Malgré le refus de PV 2020 en 2017, qui faisait suite à une série d’échecs de réformes de l’AVS depuis sa dernière entrée en vigueur en 1997, le conseiller fédéral socialiste Alain Berset annonçait le 3 juillet dernier un nouveau projet de réforme des retraites, AVS 21.

Manifestation pour l’égalité salariale, Berne, septembre 2018

Moins d’un mois après l’historique grève féministe de juin 2019, l’élévation de l’âge de la retraite des femmes à 65 ans était à nouveau remise sur le tapis.

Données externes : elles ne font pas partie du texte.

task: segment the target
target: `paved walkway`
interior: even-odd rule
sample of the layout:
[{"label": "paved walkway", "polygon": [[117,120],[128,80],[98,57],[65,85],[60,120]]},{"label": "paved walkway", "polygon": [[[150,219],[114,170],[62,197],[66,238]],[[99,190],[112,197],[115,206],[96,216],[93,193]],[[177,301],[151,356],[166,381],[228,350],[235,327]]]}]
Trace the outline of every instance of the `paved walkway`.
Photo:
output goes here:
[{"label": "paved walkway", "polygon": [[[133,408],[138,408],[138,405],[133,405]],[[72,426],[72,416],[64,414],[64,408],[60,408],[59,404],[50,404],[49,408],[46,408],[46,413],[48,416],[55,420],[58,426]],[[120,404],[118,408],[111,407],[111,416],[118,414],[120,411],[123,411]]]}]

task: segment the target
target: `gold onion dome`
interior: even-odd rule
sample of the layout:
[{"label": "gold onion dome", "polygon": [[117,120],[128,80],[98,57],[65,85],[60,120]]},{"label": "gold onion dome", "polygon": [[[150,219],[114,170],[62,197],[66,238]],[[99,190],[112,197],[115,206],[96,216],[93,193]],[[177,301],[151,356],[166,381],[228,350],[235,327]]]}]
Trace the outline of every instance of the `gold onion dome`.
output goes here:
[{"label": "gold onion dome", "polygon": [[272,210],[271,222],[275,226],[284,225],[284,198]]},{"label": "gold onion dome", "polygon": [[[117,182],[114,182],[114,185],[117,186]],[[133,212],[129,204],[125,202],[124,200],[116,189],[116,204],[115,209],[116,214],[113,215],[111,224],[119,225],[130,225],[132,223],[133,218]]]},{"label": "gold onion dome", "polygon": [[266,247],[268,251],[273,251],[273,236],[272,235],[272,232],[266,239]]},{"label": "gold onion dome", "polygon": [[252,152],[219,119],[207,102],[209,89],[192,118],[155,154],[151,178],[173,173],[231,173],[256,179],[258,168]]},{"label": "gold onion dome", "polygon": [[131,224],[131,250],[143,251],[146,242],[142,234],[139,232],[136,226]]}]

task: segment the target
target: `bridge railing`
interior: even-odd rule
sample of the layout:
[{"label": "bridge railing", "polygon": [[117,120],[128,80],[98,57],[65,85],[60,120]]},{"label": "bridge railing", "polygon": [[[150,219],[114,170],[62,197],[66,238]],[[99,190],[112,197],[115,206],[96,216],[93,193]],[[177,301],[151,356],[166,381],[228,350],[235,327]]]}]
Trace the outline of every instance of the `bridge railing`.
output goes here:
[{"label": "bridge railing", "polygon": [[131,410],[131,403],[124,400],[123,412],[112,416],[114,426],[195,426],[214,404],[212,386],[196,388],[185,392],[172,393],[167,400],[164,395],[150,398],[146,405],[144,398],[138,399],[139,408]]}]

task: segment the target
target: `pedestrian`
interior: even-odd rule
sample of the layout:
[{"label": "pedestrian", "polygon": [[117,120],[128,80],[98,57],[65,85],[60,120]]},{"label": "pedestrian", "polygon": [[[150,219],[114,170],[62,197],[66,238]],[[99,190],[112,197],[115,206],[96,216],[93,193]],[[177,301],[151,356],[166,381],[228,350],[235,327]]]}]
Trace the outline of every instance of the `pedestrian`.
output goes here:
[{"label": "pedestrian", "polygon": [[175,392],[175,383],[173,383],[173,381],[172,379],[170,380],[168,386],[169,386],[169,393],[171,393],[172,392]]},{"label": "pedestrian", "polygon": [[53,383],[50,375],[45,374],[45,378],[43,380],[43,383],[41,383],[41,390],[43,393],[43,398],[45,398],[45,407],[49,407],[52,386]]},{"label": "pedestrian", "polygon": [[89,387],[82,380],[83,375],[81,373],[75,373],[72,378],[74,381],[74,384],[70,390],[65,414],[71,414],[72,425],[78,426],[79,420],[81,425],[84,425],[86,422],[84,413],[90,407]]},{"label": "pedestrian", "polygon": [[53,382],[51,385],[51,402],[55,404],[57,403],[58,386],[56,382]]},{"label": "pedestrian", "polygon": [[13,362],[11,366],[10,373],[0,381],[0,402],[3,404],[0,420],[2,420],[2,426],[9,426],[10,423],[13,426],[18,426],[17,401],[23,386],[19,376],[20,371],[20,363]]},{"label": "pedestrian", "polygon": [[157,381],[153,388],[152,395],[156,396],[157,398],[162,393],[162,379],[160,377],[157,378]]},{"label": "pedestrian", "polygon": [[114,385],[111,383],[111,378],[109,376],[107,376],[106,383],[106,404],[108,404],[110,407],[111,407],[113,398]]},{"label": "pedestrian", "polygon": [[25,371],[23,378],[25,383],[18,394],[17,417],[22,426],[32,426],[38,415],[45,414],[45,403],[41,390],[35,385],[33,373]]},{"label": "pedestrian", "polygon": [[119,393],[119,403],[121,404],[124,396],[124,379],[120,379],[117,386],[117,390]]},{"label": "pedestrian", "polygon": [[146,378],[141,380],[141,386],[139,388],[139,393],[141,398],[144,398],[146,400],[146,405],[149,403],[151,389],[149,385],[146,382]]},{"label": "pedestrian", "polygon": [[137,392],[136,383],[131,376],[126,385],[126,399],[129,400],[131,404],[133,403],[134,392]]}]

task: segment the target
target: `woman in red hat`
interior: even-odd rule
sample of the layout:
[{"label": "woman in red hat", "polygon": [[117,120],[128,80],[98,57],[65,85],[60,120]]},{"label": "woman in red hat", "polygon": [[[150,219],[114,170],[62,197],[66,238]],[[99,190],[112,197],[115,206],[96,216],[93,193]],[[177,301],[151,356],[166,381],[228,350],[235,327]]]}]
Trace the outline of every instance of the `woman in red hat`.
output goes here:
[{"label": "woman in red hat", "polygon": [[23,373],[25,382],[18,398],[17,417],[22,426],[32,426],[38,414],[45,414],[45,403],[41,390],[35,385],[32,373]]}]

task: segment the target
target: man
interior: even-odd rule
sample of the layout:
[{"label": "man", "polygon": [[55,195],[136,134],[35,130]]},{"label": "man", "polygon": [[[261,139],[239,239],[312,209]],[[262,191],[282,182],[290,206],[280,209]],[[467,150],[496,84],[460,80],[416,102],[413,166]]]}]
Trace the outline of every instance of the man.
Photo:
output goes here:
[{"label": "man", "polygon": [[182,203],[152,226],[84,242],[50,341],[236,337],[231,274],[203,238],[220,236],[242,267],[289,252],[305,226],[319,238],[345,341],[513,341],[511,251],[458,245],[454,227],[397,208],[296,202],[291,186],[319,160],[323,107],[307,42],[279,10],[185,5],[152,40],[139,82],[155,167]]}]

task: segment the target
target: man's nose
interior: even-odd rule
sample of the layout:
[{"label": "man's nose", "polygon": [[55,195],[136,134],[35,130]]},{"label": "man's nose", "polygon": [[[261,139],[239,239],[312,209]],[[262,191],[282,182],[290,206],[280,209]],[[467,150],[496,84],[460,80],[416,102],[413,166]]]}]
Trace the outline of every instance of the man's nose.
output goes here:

Dans le but proclamé d’« assainir » l’AVS, de garantir les rentes et de maintenir le niveau actuel, le gouvernement vise une économie de 10 milliards de francs via cette élévation, complétée par une augmentation de la TVA pour arriver à un objectif de 26 milliards d’ici à 2030.

Si l’âge de référence est fixé à 65 ans, le projet vise une flexibilisation générale de l’âge de la retraite entre 62 et 70 ans, avec des pénalités et des incitations financières prévues. Des mesures qui pousseront la majorité des salariés, en premier lieu les salariées, à percevoir la rente le plus tard possible. Ces dimensions antisociales seront en outre renforcées par l’augmentation de 1,5 % de la TVA également prévue par le projet.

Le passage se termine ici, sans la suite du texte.